The note India’s Power Distribution Sector Needs Further Reform, finds power distribution sector is the weakest link in the entire value chain of the Indian power sector. Author of the note, IEEFA energy analyst Vibhuti Garg, says that state-owned DISCOMs continue to suffer huge financial losses which is a problem because they control the distribution of quality and reliable power to Indian households and businesses, a critical prerequisite to sustained economic growth in India.

“DISCOM reforms such as UDAY were initially encouraging but the tariff gap and losses have rebounded in the last two years,” says Garg.
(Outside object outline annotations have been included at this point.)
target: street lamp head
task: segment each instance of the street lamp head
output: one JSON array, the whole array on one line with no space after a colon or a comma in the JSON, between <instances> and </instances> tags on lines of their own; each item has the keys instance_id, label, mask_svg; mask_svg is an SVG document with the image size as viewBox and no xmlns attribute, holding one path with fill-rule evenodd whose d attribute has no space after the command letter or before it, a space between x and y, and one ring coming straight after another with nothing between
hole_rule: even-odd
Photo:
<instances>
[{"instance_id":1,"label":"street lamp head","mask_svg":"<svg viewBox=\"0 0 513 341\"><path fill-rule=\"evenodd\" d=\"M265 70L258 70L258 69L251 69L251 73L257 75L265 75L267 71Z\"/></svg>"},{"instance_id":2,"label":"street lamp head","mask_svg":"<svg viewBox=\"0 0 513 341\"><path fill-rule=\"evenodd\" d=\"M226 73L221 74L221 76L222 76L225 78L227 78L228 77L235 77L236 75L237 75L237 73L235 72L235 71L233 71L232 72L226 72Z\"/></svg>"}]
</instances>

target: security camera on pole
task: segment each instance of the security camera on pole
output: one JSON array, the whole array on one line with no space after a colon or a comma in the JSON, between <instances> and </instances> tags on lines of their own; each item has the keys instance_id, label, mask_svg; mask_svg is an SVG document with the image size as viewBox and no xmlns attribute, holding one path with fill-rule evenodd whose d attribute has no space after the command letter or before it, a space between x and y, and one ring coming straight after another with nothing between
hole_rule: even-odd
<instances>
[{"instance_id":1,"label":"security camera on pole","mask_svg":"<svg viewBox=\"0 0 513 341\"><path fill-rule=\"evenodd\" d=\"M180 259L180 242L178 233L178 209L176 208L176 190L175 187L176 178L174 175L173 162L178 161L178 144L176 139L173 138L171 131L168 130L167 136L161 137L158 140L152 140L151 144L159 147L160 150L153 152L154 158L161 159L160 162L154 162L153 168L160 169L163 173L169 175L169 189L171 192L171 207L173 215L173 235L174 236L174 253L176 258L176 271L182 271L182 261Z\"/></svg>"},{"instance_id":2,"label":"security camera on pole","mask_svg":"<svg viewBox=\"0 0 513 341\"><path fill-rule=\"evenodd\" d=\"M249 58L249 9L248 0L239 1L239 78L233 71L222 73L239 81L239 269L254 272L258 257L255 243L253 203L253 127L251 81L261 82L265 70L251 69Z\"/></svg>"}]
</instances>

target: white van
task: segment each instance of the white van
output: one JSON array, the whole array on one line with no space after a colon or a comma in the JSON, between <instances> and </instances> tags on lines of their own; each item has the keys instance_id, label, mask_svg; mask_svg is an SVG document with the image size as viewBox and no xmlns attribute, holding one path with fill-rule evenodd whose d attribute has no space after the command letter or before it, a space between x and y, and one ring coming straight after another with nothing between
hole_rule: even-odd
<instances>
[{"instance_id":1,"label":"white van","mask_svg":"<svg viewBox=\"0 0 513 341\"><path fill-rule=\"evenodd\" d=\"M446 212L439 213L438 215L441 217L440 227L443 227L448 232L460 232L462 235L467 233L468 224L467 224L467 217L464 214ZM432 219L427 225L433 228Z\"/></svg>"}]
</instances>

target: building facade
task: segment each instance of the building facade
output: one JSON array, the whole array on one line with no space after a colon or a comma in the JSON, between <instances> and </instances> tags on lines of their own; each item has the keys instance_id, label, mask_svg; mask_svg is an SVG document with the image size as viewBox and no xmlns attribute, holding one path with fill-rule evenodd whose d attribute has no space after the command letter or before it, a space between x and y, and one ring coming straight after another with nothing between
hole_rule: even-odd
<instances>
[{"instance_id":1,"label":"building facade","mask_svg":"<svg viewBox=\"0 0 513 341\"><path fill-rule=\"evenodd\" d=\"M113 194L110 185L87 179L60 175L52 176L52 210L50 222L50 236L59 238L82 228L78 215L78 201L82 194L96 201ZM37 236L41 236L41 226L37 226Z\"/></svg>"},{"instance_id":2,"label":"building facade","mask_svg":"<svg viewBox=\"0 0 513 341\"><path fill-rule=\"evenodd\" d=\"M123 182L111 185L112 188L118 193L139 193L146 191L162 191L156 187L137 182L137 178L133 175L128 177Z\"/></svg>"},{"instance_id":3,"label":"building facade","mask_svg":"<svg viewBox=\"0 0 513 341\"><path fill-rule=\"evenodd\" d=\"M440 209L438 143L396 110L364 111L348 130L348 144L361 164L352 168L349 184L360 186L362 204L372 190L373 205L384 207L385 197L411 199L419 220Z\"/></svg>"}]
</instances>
DISCOMs’ are failing, once again, to meet long outstanding payments to power generators, up to ₹74,900 crore as on December 2019. Further, DISCOMs’ total outstanding debt to banks and financial institutions is a massive ₹2,28,000 crore in FY2018/19. Obfuscating the depth of their financial distress, Garg notes DISCOMs are curtailing power received from energy generators, including from zero marginal renewable energy projects they are contractually bound to take. Further, some state DISCOMs are forcibly renegotiating legally contracted tariffs, which is introducing sovereign risk to India’s power sector.

“This situation is increasing the risk for power generators, including renewable energy generators and their financial backers,” says Garg. “Unresolved problems in distribution are compounding existing financial distress in the power generation sector, which is already suffering significant, ongoing stranded asset risk. The crippled DISCOM sector must be made profitable, cross-subsidies need to be reduced, and government subsidies better targeted to the poor. Introducing competition and other reforms can help with that.”